Society publishers have long provided extremely useful assistance to
their authors and their role should be respected in this transition
environment.
One very serious but apparently overlooked concern, regarding
Cornyn-Lieberman, is the scale of payment for Open Access. One suspects
that involving politicians in this process will result in funding
agencies being required to pay publication charges based on publisher
demands, rather than economic reality. The specter of Cornyn-Lieberman
becoming a bail-out for commercial publishers, as suggested by the
recent announcement of the Wellcome Trust-Elsevier agreement, is truly
disheartening.
Thus, the suggestion that a return to reasonable subscription pricing
and modest author contributions is an obviously sensible approach for
the interim, if not the long term.
In regards self-archiving, perhaps the fact that "Caltech has some of
the earliest and most numerous IRs", is due to the fact 1) that it is
not mandated and 2) that it is dependent largely on library staff and
publishers who allow their papers to be posted after a reasonable delay.
Dana L. Roth
Millikan Library / Caltech 1-32
1200 E. California Blvd. Pasadena, CA 91125
626-395-6423 fax 626-792-7540
dzrlib_at_library.caltech.edu
http://library.caltech.edu/collections/chemistry.htm
-----Original Message-----
From: American Scientist Open Access Forum
[mailto:AMERICAN-SCIENTIST-OPEN-ACCESS-FORUM_at_LISTSERVER.SIGMAXI.ORG] On
Behalf Of Stevan Harnad
Sent: Monday, October 23, 2006 6:47 PM
To: AMERICAN-SCIENTIST-OPEN-ACCESS-FORUM_at_LISTSERVER.SIGMAXI.ORG
Subject: Re: More thoughts on Impact Factors & Open Access journal
publishing
Dana Roth's posting below takes my breath away: Dana, are you serious?
(I honestly can't tell whether it was posted as a joke!)
On Mon, 23 Oct 2006, Dana Roth wrote:
> "for publicly funded research...
> public access to the information should be taken into account...

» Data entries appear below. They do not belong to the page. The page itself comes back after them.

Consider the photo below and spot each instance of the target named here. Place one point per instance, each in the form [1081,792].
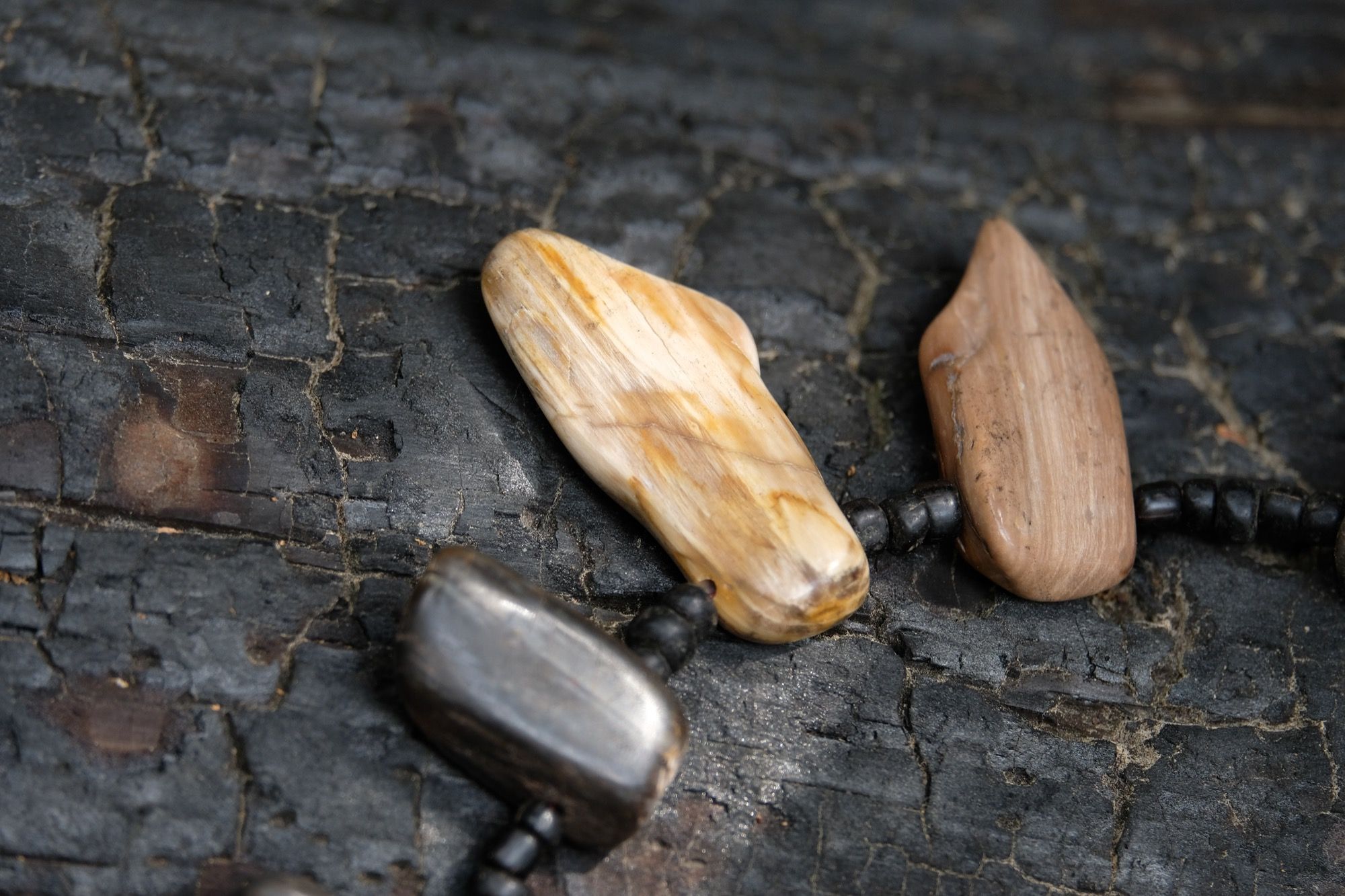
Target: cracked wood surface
[244,241]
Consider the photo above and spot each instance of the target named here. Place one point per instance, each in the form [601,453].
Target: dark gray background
[249,385]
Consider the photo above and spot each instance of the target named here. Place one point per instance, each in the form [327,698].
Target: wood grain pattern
[656,389]
[1028,424]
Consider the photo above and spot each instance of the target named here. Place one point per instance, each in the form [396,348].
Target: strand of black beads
[665,633]
[930,512]
[514,853]
[1239,512]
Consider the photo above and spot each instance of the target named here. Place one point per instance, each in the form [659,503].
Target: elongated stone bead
[656,389]
[1028,425]
[535,701]
[1159,503]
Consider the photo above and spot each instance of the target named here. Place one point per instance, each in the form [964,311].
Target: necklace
[657,392]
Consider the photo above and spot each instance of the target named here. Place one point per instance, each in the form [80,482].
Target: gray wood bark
[241,241]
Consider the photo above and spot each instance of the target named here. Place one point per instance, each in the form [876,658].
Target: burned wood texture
[251,384]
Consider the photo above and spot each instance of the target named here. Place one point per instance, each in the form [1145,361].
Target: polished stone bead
[945,506]
[536,701]
[1159,503]
[1028,424]
[1198,505]
[493,881]
[1281,516]
[657,391]
[695,602]
[665,631]
[870,522]
[516,852]
[1237,510]
[1323,514]
[909,521]
[544,821]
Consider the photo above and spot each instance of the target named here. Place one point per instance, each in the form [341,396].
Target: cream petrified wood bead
[1028,424]
[657,392]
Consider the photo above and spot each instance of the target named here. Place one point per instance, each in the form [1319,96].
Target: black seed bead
[870,522]
[1323,514]
[1198,505]
[945,506]
[909,520]
[1235,512]
[493,881]
[665,631]
[656,662]
[695,602]
[544,821]
[1159,503]
[516,852]
[1280,517]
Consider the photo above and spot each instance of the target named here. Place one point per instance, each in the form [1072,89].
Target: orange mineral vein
[657,392]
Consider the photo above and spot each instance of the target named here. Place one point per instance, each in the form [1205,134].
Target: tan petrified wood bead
[1028,424]
[657,392]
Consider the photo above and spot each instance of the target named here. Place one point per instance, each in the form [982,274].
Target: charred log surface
[249,385]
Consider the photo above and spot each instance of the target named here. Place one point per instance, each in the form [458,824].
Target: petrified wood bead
[1028,425]
[656,389]
[1159,503]
[1340,555]
[536,701]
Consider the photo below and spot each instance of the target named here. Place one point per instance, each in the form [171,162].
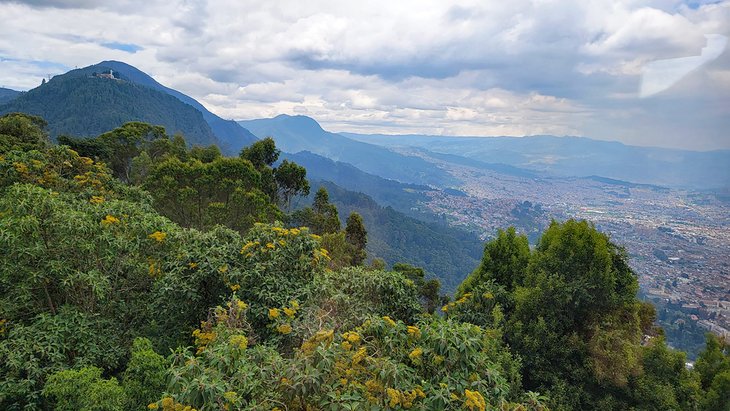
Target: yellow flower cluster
[21,168]
[168,404]
[109,220]
[239,341]
[203,338]
[158,236]
[359,356]
[461,300]
[403,398]
[248,245]
[416,355]
[323,336]
[289,311]
[351,337]
[413,331]
[285,232]
[474,401]
[230,396]
[154,269]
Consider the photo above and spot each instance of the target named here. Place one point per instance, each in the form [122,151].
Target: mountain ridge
[578,157]
[83,103]
[301,133]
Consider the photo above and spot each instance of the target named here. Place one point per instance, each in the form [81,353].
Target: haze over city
[641,72]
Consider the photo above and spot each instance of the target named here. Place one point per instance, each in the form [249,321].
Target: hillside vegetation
[139,273]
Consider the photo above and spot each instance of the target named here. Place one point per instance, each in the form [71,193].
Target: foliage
[22,132]
[48,344]
[291,181]
[93,280]
[200,195]
[382,364]
[84,390]
[505,261]
[713,366]
[144,379]
[428,290]
[262,153]
[345,298]
[78,104]
[357,237]
[444,252]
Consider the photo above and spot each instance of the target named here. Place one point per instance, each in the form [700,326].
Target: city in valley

> view that means selecting a responsible publisher who strives to make
> the information available at an economical rate, guarantees that the
> publication is truly archival, and doesn't manipulate the market to
> eliminate competition."
>
> This makes excellent sense to me ... especially since the ECS'
> flagship journal ... Journal of the Electrochemical Society published
> 6080 pages last year with only a $761 institutional subscription ...
> yes, less than 13 cents per page ... presumably because they also ask
> for a $75/page charge from their authors. Compare this with the
> typical commercial journal which is priced at over $1/page, albeit
> without author page charges.
>
> The Electrochemical Society approach seems like an excellent
> compromise between 'OA author pays' and 'non-OA library pays' ... and
> this approach is also followed by J. Biol. Chem. and J. Neuroscience
among others ...
>
> http://www.electrochem.org/dl/interface/fal/fal06/fall06_p07.pdf
This is the absolute antithesis of OA and everything it stands for!

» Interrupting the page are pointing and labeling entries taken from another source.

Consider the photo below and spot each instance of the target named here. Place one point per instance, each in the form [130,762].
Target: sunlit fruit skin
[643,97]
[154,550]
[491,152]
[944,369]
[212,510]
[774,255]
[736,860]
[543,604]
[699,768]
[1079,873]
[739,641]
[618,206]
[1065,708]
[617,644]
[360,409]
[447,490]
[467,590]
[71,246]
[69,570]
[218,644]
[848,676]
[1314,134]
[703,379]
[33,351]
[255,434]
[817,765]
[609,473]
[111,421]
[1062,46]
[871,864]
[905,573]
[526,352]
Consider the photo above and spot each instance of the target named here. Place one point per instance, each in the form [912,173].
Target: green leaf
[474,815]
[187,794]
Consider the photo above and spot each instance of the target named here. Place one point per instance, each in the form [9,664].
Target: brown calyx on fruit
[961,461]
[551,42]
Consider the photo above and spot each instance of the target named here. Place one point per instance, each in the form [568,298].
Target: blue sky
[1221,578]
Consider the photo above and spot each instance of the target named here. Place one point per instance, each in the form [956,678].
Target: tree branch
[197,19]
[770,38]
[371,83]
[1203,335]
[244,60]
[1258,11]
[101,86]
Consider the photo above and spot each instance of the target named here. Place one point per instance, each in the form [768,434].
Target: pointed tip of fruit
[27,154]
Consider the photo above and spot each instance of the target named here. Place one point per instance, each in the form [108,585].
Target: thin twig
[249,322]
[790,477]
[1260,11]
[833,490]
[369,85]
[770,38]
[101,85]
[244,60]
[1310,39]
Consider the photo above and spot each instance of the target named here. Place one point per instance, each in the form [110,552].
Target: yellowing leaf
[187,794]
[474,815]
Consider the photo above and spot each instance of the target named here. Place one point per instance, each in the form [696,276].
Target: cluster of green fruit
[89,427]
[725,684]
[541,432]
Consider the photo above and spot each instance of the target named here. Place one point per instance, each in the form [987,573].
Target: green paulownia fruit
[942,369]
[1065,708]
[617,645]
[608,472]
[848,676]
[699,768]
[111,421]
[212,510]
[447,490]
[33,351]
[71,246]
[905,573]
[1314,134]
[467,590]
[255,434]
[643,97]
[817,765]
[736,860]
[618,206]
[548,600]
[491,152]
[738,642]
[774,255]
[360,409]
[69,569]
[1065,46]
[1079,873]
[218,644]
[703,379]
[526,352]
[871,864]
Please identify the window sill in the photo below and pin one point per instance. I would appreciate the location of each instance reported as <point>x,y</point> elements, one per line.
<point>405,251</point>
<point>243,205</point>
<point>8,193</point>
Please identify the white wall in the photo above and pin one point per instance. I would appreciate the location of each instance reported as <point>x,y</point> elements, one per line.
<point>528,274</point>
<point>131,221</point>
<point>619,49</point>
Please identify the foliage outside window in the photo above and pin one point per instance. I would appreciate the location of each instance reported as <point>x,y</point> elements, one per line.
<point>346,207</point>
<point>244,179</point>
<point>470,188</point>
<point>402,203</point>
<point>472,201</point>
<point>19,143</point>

It reduces everything to the tired old SPARC goal of trying to get lower
journal prices (except it adds the new twist that this better deal for
libraries should be subsidised by the author!).
http://www.ecs.soton.ac.uk/~harnad/Hypermail/Amsci/0698.html
But SPARC has since begun to wake from its torpid slumber, and after
several years of ineffectual gold (OA publishing) fever, SPARC has
gotten a half-grip on IRs, and is strongly backing the FRPAA (green) OA
self-archiving mandate:
http://www.taxpayeraccess.org/frpaa/index.html
OA is about providing free online access to all users, to maximise
research usage and impact, not about minimising subscription costs for
libraries.
And what is needed is not a "compromise between 'OA author pays' and
'non-OA library pays'. What is needed is OA: 100% OA. And the way to get
that is via self-archiving. And the way to get 100% self-archiving is
for institutions and funders to mandate it (as the FRPAA is proposing,
and as 6 funders and 7 institutions have already done).

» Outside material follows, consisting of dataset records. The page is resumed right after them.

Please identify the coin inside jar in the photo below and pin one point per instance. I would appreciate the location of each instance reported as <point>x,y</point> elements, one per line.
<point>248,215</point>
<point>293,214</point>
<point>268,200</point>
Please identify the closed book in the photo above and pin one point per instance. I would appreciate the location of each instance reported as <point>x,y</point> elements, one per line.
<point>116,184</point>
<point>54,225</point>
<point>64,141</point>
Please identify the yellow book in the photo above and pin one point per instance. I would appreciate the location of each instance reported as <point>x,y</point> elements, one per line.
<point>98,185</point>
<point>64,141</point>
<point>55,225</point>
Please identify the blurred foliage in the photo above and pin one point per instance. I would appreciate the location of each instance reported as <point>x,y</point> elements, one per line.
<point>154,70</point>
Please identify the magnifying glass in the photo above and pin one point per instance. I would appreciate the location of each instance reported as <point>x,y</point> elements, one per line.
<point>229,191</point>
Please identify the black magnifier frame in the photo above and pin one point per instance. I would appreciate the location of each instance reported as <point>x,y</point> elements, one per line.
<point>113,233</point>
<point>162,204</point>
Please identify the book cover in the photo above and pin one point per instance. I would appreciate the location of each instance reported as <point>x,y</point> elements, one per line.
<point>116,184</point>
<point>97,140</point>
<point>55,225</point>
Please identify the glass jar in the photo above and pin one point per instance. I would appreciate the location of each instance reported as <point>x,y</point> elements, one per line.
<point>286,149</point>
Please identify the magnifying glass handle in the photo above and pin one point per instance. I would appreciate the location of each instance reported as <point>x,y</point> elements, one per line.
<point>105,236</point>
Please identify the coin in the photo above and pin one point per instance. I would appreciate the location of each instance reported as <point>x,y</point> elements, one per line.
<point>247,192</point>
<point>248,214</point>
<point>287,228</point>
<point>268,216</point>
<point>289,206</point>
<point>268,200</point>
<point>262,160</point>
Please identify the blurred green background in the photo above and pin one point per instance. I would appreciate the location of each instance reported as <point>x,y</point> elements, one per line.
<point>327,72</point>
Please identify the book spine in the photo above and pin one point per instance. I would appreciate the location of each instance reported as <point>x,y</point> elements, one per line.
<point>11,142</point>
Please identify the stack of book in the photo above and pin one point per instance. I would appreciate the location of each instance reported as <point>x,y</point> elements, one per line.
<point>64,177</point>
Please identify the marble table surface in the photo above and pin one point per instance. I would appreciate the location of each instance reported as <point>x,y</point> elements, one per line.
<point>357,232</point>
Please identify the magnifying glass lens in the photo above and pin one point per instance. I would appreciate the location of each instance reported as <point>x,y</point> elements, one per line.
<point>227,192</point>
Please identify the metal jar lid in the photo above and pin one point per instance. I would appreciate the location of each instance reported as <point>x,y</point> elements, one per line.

http://www.eprints.org/signup/fulllist.php
I realise librarians can't mandate self-archiving -- but they can help,
if they can get their minds off journal prices long enough to make the
case to their provosts! Eloy Rodrigues succeeded in Portugal (U Minho),
and in Australia it was QUT's pro-vice-chancellor who proposed the
mandate and the brilliant work of librarian Paula Callan that helped
make it work. Same thing at CERN.
Cal Tech has some of the earliest and most numerous IRs. Isn't it time
it now mandated that its researchers fill them?